Psychological Effects of Observers
● There are psychological effects that arise specifically from being in a position to watch. In the movie The Lives of Others, about East Germany’s Stasi system of state surveillance, a crucial transformation takes place in the psyche of the watcher, Gerd Weisler. At the start of the movie, he is a loyal party spy. By the end, the intrusiveness of his own watching and listening has changed him so much that he betrays the state Communist party.
● Although one might hope to imagine that the psychological effect of being a watcher is always so salutary, sadly we know that isn’t the case. Among the best recent evidence for the bleak downside is the stress registered by some surveillance drone operators, whom we can think of as contemporary, technology-empowered observers.
● For years, psychologists thought that post-traumatic stress disorder (PTSD) arose from “fear conditioning”—that is, from the lasting psychological ramifications of mortal terror. Drone pilots typically don’t experience that fear. They are physically safe, far away from the battlefield.

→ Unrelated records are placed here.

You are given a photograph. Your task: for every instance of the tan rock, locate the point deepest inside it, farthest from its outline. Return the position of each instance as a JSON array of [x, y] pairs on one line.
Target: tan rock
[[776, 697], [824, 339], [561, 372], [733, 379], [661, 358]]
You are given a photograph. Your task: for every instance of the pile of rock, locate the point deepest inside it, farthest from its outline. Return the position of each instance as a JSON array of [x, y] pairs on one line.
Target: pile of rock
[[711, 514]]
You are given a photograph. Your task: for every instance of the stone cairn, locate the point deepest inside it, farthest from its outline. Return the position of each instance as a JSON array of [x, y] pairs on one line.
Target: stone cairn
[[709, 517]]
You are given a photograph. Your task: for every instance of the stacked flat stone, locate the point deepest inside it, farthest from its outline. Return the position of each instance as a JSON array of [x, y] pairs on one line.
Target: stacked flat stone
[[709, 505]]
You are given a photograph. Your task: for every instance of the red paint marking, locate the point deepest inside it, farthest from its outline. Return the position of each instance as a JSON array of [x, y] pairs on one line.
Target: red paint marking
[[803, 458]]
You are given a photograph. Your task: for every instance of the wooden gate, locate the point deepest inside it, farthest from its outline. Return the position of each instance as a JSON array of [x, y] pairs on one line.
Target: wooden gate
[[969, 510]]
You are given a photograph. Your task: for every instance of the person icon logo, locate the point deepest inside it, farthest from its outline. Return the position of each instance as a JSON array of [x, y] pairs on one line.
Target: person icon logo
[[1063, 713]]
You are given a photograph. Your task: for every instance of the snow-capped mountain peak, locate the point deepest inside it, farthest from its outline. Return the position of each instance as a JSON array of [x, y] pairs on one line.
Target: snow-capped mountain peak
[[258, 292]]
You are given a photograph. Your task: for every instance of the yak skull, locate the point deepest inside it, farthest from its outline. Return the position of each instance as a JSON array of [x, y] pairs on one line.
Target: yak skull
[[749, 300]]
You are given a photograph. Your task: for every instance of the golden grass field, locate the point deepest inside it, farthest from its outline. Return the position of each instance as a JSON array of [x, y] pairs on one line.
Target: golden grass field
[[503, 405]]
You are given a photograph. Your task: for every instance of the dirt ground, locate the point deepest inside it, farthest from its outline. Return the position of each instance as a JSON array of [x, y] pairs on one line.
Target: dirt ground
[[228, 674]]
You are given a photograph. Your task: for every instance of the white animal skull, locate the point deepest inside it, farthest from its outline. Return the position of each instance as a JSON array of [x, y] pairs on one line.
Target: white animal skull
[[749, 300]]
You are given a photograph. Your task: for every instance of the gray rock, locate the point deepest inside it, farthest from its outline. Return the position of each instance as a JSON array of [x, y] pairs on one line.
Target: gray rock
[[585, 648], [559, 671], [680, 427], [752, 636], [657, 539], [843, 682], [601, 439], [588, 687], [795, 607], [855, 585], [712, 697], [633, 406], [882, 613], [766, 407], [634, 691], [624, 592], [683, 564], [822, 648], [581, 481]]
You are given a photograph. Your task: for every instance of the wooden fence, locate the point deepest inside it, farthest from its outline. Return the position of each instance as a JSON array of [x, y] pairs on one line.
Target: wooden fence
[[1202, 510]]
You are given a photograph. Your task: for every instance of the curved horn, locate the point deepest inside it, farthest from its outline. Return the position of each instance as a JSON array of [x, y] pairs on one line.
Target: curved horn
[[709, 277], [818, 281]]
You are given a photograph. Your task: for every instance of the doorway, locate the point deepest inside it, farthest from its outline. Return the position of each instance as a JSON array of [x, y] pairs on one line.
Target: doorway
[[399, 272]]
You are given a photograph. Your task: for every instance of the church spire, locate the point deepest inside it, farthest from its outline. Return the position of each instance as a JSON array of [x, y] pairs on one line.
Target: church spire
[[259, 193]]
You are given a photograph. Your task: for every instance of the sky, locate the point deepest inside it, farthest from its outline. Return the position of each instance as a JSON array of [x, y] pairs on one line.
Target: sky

● But some suffer from PTSD, nevertheless—not because of any physical violence inflicted on them but, rather, due to their sensitivity to the violence they witness inflicted on others, or perhaps even reflecting the watchman’s failure, or inability, to do anything about it.
● Not all observers suffer equally. Many, it seems, are readily able to disassociate themselves from what they are seeing and doing. Somehow, for example, many of the guards at Nazi concentration camps during World War II were able to internalize the horrific depredations they administered.
● The lead Nazi exterminator, Adolph Eichmann, and others like him, expressed no outward effect from observing and orchestrating the greatest atrocities. It is a result that most people find extremely puzzling and very disturbing.
● As with most issues of psychology, the overall sum of evidence is somewhat inconclusive. But it is fair to say that the evidence confirms our instincts. We certainly see ways in which observation can enforce good behavior, but it also creates incentives for excess.
Questions to Consider

  1. If you had taken the Milgram test, how would you have reacted?

  2. Have you ever used an anonymizing feature on the web? Why? How do you react when someone else uses that feature and keeps their identity from you?